お前もブレインの使用権を求めて 05
放課後、クガツは一度貸家に荷物を降ろしてから夕暮れの街へと足早に出ていた。辺りは暗いシルエットとなり、遠巻きの空は燻った炭のような赤い色をしている。
訪れた場所は路上市だ。だが、もうこの時間には活気は無く、辺りを彩る色鮮やかな果物や新鮮な魚類の切り身は出ていない。ぽつぽつと酒と何か肉類を似たようなアテが提供されている店が散見できるくらいとなっていた。
「地下、使うぞ」
不潔に髭を生やしたジャケットの中年に声をかけるクガツ。中年も、んんっと言い酒を一度煽ってから内ポケットから紙切れを取り出した。
「今日と明日の分の暗証コードだ。0時には更新。以降は2枚目の物を使え」
「ありがとうな」
「明日も学校だろ。あまり夜更かしはするなよ」
「親戚のジジイかよ」
作り笑いを浮かべてからクガツは一帯を後にし、市場の隅の隅……地下へと続く道へと進む。
歩を止めた場所は重々しく重厚な金属の扉がトンネルを封じる一室。宛ら核シェルターのようだ。タッチパネルの方へ近寄り、中年からもらった紙切れとパネルとを交互に視点を移し指を動かしていく。
ビーっと無機質な音を上げると、円形の扉が車輪運動をするようにスライドし、その先へと道を開けた。
中は独特な湿気が渦巻く暗闇だった。土埃とカビが床や筒状の壁にこびりついている不潔な一帯だ。
「下水道跡……いや、電波傍受プロテクトがされている。ただの廃屋じゃない」
眉にしわを寄せるクガツ。その視線には、土埃に刻み込まれた五本指の足跡があった。
「ク、クカカ! 次はクソガキかよ……! 相手じゃねえな!!」
開けた大広場。縦長の通常のフロアにドーム状の天井。中層階、高層階と分岐する通路。上階踊り場の柵に金色に輝く黒い影があった。中肉中背の人型。ガスバーナーのように黒い瘴気を1対の翼の様に放出している。
「
「……
「うるせぇ!!」
黒い影が黄金の光沢を煌めかせて飛び出す。鋭利な鉈のような爪を用いた攻撃を叩きつける。
クガツは上腕を畳んで頸部をカバー。そして同時に肘鉄を鉈爪の生え際に叩きつける。
「グぅぅ」
防御によって生じた一瞬の隙に、クガツは手根骨付近に力を込めた手刀を素早く数度叩き込んだ。
「むかつくぜ……ケンカ術程度じゃ俺の再生能力を上回れないけどなァ!!」
黒い影は一度退く。同時に中空で翼の出力を上げ、身体を捻った。高出力バーナーブレードがコンクリート作りの足元を割って、クガツの方へと襲い掛かる。
クガツは漆黒の刀身を紙一重で回避。同時に、クガツも指先に黒い力を込めていた。黄金に輝く黒い影よりも、深く暗くて光を捻じ曲げる黒い力──
音も起こさず鋭く伸びた暗黒の光が、黒い影を引き裂いて二つにした。
「グ、ガ」
動きを止められた黒い影に、クガツは素早く飛び出した。全身のバネと、昏い色を纏って跳躍。
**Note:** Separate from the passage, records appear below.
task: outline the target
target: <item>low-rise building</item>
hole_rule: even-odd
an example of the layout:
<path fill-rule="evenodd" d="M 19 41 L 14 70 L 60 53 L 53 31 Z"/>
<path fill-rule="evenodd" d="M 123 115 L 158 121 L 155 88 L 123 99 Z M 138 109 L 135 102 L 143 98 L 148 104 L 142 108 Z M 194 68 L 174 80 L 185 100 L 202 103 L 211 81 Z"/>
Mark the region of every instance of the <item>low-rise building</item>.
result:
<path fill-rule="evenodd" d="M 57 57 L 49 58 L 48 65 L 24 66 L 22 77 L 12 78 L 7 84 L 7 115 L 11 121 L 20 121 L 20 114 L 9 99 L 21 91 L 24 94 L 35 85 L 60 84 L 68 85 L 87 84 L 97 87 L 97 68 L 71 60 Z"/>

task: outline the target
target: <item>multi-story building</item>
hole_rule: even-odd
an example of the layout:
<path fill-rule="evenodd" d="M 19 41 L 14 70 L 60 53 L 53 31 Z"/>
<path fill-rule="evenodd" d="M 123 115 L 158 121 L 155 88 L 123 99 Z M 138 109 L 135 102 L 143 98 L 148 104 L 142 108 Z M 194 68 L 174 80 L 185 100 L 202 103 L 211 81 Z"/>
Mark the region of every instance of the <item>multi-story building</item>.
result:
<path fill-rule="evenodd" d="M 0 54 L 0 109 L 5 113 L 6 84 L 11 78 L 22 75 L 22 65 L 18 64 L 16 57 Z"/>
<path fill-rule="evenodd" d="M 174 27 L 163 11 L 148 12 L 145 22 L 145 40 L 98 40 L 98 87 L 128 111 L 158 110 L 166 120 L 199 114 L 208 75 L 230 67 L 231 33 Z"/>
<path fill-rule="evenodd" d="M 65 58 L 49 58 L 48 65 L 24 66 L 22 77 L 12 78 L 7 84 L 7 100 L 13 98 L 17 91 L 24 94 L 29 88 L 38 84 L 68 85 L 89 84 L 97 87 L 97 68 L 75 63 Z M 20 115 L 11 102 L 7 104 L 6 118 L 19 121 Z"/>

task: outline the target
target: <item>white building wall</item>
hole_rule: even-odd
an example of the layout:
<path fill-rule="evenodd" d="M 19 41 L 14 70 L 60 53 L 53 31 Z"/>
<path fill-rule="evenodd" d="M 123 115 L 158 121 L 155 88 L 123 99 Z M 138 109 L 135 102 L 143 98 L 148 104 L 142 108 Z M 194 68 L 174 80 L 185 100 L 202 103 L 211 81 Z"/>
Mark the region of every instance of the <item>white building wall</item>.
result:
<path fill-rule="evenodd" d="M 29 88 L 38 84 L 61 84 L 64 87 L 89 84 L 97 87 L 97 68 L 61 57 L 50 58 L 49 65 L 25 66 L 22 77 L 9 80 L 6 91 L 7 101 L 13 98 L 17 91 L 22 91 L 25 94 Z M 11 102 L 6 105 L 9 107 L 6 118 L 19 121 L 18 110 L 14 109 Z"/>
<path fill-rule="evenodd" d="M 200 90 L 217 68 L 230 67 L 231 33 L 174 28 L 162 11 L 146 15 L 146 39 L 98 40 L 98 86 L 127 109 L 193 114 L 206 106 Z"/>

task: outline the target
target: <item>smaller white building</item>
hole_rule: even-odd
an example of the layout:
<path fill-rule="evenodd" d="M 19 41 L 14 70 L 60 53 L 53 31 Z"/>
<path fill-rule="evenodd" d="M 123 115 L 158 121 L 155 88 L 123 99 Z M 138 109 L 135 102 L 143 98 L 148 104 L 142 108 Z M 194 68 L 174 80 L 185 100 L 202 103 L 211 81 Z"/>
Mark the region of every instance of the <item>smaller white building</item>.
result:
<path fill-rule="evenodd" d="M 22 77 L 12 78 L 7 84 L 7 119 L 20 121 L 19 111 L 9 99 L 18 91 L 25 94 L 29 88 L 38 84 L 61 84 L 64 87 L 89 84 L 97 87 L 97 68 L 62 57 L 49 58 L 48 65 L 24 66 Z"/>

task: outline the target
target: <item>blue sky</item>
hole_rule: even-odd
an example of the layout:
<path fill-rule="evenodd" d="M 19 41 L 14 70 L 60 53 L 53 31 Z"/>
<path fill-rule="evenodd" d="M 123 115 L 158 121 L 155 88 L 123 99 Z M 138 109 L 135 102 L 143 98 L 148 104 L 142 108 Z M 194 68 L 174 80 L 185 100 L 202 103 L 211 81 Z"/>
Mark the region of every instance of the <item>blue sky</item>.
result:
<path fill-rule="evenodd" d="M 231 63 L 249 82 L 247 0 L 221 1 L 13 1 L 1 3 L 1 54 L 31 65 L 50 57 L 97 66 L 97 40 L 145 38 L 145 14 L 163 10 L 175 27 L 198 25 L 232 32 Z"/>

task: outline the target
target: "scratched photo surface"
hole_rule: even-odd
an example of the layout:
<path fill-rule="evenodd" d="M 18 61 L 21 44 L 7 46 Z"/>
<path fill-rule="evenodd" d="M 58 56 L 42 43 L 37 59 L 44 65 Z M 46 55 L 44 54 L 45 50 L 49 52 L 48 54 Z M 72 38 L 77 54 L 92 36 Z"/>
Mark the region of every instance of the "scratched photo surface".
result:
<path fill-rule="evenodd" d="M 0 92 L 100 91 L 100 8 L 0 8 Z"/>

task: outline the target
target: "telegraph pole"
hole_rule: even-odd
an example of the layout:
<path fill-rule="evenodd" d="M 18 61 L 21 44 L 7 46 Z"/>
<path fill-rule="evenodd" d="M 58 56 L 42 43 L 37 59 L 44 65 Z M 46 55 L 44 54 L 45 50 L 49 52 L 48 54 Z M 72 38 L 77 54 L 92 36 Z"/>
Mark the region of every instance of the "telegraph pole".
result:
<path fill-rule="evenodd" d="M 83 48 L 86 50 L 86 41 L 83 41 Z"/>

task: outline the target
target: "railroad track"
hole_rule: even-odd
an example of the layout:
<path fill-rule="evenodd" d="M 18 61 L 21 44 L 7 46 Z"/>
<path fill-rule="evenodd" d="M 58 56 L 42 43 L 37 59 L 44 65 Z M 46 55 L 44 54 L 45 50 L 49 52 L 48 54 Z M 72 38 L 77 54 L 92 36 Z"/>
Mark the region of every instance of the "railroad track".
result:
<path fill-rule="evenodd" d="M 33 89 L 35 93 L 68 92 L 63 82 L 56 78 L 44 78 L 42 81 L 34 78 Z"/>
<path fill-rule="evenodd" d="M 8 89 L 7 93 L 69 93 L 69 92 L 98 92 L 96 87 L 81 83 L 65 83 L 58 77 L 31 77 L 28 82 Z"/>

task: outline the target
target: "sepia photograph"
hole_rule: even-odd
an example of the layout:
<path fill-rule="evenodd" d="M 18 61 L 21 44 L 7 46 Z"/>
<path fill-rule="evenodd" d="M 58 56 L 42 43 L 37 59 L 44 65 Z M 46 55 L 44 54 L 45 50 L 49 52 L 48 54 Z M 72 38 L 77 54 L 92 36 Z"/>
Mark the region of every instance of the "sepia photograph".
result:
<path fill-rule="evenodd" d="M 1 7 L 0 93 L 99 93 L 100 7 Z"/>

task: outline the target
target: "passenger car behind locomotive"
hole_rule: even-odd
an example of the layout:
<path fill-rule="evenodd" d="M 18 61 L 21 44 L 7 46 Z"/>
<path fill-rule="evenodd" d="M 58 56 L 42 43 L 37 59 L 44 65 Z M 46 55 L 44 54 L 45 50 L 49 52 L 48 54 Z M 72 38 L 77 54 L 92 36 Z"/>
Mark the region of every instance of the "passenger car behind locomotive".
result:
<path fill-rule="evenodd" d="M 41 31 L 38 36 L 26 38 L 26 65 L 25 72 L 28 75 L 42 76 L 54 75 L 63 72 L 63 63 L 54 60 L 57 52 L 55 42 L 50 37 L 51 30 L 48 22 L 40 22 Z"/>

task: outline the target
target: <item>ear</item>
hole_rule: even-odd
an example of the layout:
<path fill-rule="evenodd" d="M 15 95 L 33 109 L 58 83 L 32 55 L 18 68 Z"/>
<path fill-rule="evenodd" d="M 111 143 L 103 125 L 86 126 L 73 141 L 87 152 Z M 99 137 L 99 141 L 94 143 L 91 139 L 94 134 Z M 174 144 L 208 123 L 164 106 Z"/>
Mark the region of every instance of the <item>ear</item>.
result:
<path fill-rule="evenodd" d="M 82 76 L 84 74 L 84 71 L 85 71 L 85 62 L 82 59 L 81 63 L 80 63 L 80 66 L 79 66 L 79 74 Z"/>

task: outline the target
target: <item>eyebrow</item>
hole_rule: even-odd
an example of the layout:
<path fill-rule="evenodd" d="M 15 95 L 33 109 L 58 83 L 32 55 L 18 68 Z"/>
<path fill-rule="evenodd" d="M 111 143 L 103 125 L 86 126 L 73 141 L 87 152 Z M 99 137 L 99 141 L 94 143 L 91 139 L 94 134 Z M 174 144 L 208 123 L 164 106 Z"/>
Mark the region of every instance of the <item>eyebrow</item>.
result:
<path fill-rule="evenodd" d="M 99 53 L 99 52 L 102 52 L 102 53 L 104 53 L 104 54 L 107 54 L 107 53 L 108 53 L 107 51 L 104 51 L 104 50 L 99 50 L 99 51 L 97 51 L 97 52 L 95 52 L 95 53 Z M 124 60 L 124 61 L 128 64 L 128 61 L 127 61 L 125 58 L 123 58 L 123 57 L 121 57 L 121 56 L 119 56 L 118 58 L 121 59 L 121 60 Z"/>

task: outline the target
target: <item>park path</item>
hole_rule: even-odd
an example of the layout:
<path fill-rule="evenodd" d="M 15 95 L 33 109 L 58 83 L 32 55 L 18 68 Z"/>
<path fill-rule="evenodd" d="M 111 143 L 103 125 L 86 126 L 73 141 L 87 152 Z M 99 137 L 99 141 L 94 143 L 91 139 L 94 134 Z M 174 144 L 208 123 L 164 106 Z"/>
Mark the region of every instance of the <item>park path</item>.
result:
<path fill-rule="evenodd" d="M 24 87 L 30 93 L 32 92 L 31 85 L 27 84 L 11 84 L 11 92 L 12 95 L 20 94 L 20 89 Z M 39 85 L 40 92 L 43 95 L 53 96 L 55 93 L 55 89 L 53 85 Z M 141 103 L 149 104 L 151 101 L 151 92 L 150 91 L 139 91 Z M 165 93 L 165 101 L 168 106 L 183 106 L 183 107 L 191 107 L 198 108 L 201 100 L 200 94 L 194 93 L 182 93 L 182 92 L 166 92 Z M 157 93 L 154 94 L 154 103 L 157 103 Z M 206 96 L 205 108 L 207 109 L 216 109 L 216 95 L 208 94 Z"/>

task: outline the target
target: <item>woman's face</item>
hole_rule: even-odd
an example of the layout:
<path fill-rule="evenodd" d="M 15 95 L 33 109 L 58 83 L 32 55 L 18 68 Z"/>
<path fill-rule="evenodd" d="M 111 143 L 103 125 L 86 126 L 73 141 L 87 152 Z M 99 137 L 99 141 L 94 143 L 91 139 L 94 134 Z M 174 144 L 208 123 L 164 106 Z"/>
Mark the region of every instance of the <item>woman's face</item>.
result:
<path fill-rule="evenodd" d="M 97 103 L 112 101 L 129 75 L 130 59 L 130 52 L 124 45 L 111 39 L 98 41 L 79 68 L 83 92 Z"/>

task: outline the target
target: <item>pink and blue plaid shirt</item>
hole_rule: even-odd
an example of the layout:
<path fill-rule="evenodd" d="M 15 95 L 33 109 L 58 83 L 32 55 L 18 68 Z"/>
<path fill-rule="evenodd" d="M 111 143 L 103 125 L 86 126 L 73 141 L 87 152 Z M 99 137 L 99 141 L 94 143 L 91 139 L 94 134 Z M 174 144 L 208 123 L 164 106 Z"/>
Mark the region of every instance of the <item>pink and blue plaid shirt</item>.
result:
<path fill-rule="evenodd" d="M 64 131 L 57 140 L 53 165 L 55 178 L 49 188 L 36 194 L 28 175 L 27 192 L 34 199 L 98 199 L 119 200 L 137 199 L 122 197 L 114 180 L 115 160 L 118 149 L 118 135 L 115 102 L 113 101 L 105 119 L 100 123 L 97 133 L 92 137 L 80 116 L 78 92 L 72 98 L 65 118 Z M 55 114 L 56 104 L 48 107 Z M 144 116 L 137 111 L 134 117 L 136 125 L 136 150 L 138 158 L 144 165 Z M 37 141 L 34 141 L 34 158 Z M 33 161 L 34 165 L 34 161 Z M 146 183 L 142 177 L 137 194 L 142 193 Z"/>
より一層力を込めた右腕は周囲の空間すらもグズグズにして、影へと叩き込まれた。
黒い旋風を巻き上げ、コンクリートの床へと黒い影は叩き込まれた。バラバラになった四肢……辛うじて胸郭から頭部だけは残っている。
黒い瘴気が力を失って消えた時には、やつれた顔をした少年がそこにあった。
「素晴らしい」
拍手をして現れるのはヘッドギアを被った白衣の人物……そして、その背後から現れたのは礼服の女。
クガツは内頬を噛んで二人を睨む。ヘッドギアの白衣が満足げに頷いて腕組みをしていた。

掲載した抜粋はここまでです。